第08話 宇宙英雄伝説02 ソーグ帝国政争編 - 34 - 英雄の利用
第08話 宇宙英雄伝説02 ソーグ帝国政争編 - 34 - 英雄の利用
俺はその話しを聞いて、心の中で一つ手応えを得る。
ようやく、ここまで話しを持ってくることができた。
だが、これで気を緩めることなど到底できない。
というのも、ここからが本番であったからだ。
『英雄たちの帰還ですか? それは目出度きことですわね』
あくまで俺は知らぬ体を装いながら、話しを誘導するように語らせる。
「英雄……ですかな?」
不思議そうにギルヴァン公爵が聞いてくる。
もちろんそうだろう。
ギルヴァン公爵にしてみれば、単なる損耗した兵力を後退させたくらいにしか考えていまい。
そもそも、後退せざるを得ないくらい敵から攻撃を受けたということである。
その責任は誰かがとる必要はあるだろうが、財務尚書であるギルヴァン公爵には関係のない話しであった。
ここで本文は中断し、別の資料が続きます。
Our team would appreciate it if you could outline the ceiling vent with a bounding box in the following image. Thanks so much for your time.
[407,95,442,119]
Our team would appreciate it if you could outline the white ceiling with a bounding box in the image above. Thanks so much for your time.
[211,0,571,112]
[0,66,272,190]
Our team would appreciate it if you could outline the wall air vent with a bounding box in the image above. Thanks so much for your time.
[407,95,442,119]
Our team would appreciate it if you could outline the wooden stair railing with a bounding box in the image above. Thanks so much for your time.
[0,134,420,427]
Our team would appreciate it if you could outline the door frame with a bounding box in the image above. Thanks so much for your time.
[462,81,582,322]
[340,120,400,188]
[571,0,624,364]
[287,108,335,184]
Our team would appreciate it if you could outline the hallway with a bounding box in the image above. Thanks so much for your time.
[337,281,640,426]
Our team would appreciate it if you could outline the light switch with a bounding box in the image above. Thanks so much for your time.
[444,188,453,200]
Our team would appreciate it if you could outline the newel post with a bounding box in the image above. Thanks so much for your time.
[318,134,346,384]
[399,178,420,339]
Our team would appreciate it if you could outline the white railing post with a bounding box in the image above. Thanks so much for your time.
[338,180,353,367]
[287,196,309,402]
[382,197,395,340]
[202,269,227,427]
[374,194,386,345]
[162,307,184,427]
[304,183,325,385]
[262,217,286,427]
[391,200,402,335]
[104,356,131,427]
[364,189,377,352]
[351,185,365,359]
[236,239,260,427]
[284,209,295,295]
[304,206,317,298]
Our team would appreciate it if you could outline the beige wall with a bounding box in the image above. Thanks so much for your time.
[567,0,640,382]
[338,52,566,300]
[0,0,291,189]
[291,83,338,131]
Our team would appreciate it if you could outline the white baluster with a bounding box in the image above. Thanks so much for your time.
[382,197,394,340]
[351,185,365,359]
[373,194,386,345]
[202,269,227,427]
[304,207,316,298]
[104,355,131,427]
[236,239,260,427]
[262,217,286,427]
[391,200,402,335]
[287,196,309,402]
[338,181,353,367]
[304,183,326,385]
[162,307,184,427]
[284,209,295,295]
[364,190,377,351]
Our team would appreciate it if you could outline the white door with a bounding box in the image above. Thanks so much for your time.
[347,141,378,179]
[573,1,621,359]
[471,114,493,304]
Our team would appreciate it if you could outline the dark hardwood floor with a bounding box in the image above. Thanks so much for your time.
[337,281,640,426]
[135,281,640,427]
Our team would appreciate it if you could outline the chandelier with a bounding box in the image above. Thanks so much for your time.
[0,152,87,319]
だから、ギルヴァン公爵にしてみれば、ナジュの口から出た話しは唐突以外の何物でもなかったのである。
『回廊に侵入した敵艦隊と交戦してこれを打ち払ったのではないですか? 少なくとも敵艦隊は我が銀河に侵攻してきていない。そう考えると、英雄たる資格は十分にありますわ。わたくしはそう思ったのですが?』
俺はギルヴァン公爵の言葉をきっかけにして、俺がここに来た一番の目的を果たしにかかる。
ナジュの口から今の言葉を聞いたギルヴァン公爵は、少しの間黙り込んで何やら考えているみたいであった。
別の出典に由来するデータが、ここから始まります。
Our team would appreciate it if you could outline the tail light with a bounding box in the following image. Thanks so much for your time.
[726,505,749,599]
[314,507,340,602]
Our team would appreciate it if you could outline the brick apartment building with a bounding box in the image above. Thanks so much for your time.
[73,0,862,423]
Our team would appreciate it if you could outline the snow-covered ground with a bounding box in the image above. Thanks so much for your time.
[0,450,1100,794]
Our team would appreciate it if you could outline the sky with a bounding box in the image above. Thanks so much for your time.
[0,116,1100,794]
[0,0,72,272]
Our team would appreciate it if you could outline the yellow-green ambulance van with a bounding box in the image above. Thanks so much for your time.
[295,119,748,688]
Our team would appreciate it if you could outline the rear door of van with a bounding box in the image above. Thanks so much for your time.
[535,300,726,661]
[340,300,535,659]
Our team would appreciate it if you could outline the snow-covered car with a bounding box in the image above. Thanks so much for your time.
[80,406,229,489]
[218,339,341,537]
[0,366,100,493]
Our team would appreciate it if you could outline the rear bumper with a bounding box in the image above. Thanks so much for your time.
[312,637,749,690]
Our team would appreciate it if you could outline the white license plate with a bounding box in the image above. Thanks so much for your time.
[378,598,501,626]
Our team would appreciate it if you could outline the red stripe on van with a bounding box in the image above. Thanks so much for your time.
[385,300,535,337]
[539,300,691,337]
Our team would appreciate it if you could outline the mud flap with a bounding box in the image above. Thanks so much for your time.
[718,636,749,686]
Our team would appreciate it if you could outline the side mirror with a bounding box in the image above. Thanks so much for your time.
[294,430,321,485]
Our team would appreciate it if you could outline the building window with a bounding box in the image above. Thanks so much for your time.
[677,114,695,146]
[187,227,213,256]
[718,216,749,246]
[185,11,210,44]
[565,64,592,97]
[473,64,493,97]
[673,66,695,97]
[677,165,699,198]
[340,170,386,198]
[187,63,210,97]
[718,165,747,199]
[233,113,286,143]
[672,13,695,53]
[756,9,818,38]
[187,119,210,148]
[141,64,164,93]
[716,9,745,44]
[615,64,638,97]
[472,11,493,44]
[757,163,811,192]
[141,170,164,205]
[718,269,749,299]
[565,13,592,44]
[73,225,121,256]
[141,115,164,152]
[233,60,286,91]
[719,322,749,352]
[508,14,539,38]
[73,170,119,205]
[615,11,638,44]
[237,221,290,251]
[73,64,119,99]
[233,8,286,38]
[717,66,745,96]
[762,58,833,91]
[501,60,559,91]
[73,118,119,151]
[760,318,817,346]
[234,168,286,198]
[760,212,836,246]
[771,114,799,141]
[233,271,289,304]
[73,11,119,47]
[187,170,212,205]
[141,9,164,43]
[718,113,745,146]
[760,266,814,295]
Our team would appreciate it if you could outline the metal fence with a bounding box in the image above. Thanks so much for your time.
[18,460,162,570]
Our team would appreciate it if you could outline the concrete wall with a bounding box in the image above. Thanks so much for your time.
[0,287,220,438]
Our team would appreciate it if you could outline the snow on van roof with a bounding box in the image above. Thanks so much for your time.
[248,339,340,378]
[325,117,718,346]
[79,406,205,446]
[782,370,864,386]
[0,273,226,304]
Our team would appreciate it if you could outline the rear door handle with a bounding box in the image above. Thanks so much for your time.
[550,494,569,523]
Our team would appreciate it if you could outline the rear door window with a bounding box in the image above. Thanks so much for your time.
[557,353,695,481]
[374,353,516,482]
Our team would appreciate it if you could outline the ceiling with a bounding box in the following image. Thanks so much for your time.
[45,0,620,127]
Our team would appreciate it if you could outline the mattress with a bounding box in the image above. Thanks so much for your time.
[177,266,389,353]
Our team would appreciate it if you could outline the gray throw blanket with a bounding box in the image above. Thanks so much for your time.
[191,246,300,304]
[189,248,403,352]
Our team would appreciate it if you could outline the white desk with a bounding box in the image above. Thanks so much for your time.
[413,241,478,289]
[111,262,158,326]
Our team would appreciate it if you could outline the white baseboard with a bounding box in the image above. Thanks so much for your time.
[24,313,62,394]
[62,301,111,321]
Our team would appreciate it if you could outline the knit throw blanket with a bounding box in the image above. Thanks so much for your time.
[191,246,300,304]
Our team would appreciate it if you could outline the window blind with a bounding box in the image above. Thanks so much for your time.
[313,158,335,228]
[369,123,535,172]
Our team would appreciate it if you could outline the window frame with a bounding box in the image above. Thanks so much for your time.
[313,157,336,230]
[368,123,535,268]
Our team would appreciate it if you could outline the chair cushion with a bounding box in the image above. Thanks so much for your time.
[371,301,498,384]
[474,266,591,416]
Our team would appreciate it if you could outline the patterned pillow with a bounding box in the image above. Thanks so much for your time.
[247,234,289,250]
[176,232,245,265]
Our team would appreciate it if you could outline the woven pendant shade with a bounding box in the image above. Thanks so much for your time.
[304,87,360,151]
俺にはギルヴァン公爵が今何を考えているのか、概ね察しがついている。
要はそう複雑なことではない。
帰還兵を英雄として扱うことで、自分にどういうメリットがあり逆にデメリットはどういうものがあるのか秤にかけているのである。
とは言えそこまでややこしい話しではない。
というのも、回廊が存在する以上、この先延々と艦隊戦が続くことになるのは誰が考えても明らかである。
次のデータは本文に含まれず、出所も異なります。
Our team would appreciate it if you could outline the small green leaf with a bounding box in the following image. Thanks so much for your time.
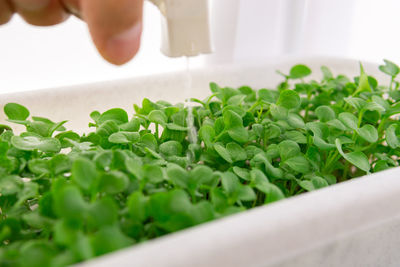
[199,125,215,147]
[299,176,329,191]
[344,96,367,111]
[214,144,233,163]
[4,103,29,121]
[149,110,168,125]
[283,155,310,173]
[221,172,240,196]
[11,136,61,153]
[278,140,300,161]
[385,124,400,149]
[71,158,98,191]
[276,90,300,109]
[167,163,189,188]
[159,140,183,156]
[315,106,336,122]
[226,142,247,162]
[353,63,372,95]
[379,59,400,78]
[98,108,128,125]
[339,112,358,130]
[53,185,87,219]
[127,192,149,222]
[289,64,311,79]
[287,113,306,129]
[258,89,279,104]
[357,124,378,143]
[99,171,129,194]
[285,131,307,144]
[336,139,371,172]
[108,131,140,144]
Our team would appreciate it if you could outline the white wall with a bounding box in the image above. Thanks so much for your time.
[0,0,400,92]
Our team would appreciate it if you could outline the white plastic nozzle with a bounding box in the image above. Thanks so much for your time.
[150,0,212,57]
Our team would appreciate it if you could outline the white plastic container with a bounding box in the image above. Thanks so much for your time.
[0,58,400,267]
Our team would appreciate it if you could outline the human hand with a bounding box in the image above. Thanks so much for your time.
[0,0,143,65]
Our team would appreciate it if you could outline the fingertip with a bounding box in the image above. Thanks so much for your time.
[94,22,142,65]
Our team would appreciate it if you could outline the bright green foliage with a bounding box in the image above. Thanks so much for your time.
[0,60,400,266]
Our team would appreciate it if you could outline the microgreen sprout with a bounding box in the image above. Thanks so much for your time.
[0,60,400,267]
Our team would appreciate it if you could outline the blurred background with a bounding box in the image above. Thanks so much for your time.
[0,0,400,93]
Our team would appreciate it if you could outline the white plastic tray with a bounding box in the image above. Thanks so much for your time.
[0,58,400,267]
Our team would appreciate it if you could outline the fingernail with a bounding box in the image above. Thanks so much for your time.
[14,0,50,11]
[106,23,142,65]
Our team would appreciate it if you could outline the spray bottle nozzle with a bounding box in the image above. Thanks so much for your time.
[150,0,212,57]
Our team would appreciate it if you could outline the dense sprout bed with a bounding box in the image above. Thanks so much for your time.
[0,61,400,267]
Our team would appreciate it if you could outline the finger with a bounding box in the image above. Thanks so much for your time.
[12,0,68,26]
[61,0,82,18]
[0,0,14,25]
[81,0,143,65]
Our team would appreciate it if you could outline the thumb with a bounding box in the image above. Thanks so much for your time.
[81,0,143,65]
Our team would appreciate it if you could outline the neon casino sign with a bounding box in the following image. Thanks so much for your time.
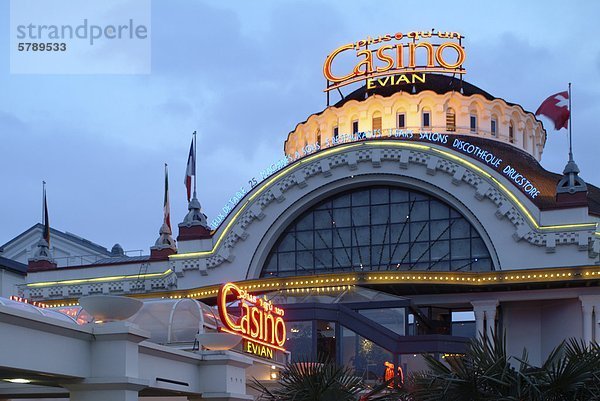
[217,283,286,358]
[323,29,467,92]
となれば、英雄を立てて戦意高揚を図っておくのも一つの手段である。
おそらく、そんな所だろう。
ただ、ギルヴァン公爵はあくまで財務尚書である。
この時思考の主軸となっているのは、予算のことである。
戦費というものは、底の抜けた桶のようなもの。
垂れ流す一方でけして貯まることはない。
つまり、戦意高揚を図ることで増税の口実に使えないかと考えているのである。
財務尚書の立場としては当然であるが、マクロ的経済で考えれば明らかな間違いである。
通貨を発行するか、国債を発行して財源とすればいい。